Le 20 janvier dernier, profitant du passage à Davos de l’élite économique mondiale, Emmanuel Macron a reçu avec faste 200 grands patrons au château de Versailles afin officiellement de valoriser le label « Choose France » qui vise à inciter les entreprises du monde entier à investir et à créer des emplois sur notre territoire. Ces 200 patrons, c’est 50 de plus que l’année dernière, lorsque l’opération fut lancée pour la première fois. Au menu de cette entreprise de charme, une mise en avant des réformes et des incitations fiscales qui se sont multipliées ces dernières années au bénéfice des entreprises, et en particulier des multinationales.
Au-delà du fait qu’une politique industrielle ne peut se limiter à attirer n’importe quelle activité en promettant des baisses d’impôts à tout investisseur étranger, on peut s’interroger sur le sens même de ces politiques d’attractivité.
Car en effet, aujourd’hui, tout le monde se veut attractif. La logique de la concurrence s’est immiscée dans l’ensemble des politiques publiques. Les communes (voyez les programmes des municipales), les régions, les pays… tous les responsables politiques considèrent que le développement économique et la création d’emplois nécessitent d’attirer sur son sol les investissements de son voisin. Au final, la fiscalité de tout ce qui est mobile (notamment le capital qui constitue le patrimoine des plus fortunés) s’effondre et plus personne n’est là pour s’intéresser au bien commun.
C’est bien cette logique qui est à l’œuvre à l’échelle mondiale, via la libre circulation des marchandises et la liberté des mouvements de capitaux. Chaque investisseur met en concurrence l’ensemble des pays du monde sur la base du moins disant social et environnemental. Il se trouve donc toujours un territoire pour renchérir sur son voisin, au nom de l’attractivité et de la compétitivité. Et tout cela se produit enrobé de grands discours lénifiants sur la responsabilité sociale et environnementale des entreprises qui accompagnent le « green » et le « social washing » des politiques gouvernementales. Le marketing, les tribunes dans la presse aux envolées lyriques, les invitations de Greta Thunberg, des expressions pompeuses comme le « Grenel de l’environnement » ou sa version anglo-saxonne de « Green new deal » sont censés compenser les effets réels des actes par l’imaginaire des mots.

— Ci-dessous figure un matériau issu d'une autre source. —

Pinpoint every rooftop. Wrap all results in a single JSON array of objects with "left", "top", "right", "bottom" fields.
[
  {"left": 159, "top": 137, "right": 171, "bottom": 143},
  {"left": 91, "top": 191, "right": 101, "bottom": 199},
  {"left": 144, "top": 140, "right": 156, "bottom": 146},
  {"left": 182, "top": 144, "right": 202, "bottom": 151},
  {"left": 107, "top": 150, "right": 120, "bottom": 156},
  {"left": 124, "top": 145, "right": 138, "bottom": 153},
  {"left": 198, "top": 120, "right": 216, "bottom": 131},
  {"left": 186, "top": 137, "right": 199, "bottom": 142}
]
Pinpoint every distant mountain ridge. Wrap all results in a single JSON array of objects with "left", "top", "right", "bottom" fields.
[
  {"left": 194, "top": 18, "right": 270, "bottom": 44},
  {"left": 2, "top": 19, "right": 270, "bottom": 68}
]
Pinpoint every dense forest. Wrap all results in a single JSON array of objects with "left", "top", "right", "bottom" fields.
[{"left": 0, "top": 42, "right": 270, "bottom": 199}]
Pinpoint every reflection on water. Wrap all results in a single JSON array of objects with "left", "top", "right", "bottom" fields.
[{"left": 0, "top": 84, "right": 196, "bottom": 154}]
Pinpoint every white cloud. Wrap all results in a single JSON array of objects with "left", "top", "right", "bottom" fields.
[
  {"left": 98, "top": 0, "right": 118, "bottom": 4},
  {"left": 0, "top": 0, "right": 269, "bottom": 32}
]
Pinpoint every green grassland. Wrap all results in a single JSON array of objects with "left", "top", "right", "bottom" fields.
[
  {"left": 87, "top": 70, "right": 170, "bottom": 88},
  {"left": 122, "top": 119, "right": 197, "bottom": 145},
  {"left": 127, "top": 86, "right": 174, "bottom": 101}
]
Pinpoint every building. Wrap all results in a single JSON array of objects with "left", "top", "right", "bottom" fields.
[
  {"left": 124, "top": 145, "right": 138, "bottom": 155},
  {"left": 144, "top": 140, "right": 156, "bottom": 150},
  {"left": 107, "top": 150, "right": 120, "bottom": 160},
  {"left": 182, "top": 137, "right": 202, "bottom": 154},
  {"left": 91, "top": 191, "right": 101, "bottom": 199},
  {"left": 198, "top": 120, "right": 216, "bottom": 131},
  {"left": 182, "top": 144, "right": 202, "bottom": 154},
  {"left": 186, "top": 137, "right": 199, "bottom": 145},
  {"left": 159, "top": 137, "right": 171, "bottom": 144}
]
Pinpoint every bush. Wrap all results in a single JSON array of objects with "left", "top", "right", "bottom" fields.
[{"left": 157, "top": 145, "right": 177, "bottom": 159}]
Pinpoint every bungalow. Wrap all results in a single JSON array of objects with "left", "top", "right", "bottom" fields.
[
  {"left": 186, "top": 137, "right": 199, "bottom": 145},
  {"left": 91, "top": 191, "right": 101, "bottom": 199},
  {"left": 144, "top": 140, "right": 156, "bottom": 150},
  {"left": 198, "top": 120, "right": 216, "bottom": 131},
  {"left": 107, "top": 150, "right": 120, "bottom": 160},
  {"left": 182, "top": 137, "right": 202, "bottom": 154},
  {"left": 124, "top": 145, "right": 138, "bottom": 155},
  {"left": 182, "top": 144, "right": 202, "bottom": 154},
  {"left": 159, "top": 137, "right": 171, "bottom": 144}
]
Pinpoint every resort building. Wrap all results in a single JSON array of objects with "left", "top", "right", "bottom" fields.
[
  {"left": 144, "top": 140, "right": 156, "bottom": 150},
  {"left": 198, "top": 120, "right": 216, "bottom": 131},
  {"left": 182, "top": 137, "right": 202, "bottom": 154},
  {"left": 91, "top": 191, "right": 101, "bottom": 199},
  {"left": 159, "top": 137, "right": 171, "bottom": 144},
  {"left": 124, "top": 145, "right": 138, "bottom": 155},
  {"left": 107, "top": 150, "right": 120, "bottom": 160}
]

Ce culte de l’attractivité se retrouve bien évidemment dans l’Union européenne et le marché unique, matérialisé par le principe de la concurrence « libre et non faussée », et explique largement la crise actuelle et sa déconnexion des peuples. On a vendu l’Union européenne comme un espace de solidarité et de paix, mais dans les faits on en a créé un grand marché au nom de la performance. Dans La Fin de l’Union européenne[1], Coralie Delaume et moi-même avons illustré cette logique par une métaphore, celle du maitre d’école et des élèves bagarreurs.

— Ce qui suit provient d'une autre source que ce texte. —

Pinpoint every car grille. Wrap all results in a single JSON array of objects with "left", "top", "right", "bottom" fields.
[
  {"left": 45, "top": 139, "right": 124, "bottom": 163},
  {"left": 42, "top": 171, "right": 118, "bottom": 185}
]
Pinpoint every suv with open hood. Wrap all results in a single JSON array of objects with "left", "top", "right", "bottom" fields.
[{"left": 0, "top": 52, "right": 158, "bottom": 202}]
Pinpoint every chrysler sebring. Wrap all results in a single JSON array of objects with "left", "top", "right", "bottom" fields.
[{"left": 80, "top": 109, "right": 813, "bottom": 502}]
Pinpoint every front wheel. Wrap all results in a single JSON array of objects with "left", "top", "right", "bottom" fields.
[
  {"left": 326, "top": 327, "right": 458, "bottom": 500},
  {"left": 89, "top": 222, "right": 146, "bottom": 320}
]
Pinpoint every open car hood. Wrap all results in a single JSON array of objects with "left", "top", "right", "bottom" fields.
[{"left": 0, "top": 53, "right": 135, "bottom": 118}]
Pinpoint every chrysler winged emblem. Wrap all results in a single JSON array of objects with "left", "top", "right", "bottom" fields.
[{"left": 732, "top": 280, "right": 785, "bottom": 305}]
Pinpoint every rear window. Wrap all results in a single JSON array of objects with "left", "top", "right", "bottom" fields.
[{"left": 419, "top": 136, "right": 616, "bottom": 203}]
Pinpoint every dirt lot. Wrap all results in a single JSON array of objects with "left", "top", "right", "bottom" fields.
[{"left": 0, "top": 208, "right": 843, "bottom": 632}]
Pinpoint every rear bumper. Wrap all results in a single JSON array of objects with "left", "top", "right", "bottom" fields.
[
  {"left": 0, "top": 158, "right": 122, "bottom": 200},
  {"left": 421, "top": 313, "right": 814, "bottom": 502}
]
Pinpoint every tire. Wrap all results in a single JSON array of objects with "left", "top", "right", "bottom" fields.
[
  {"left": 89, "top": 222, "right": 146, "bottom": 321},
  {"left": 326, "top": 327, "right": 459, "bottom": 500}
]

Imaginez une cour de récréation où le maitre expliquerait à ses élèves qu’il va donner à chacun une douzaine de friandises, puis qu’il les laissera s’affronter dans la cour de récréation en récompensant les meilleurs, c’est-à-dire ceux qui auront ravi le plus de friandises aux autres. Pour les motiver, il décide en outre de laisser les grands de CM2 entrer dans la cour. On a là un résumé de la politique économique européenne. Libre-compétition en interne et absence de protection vis-à-vis de l’extérieur. Bien évidemment, une telle politique ne peut que susciter un affrontement généralisé dans lequel les plus forts écrasent les plus faibles et où tout projet collectif devient progressivement impossible.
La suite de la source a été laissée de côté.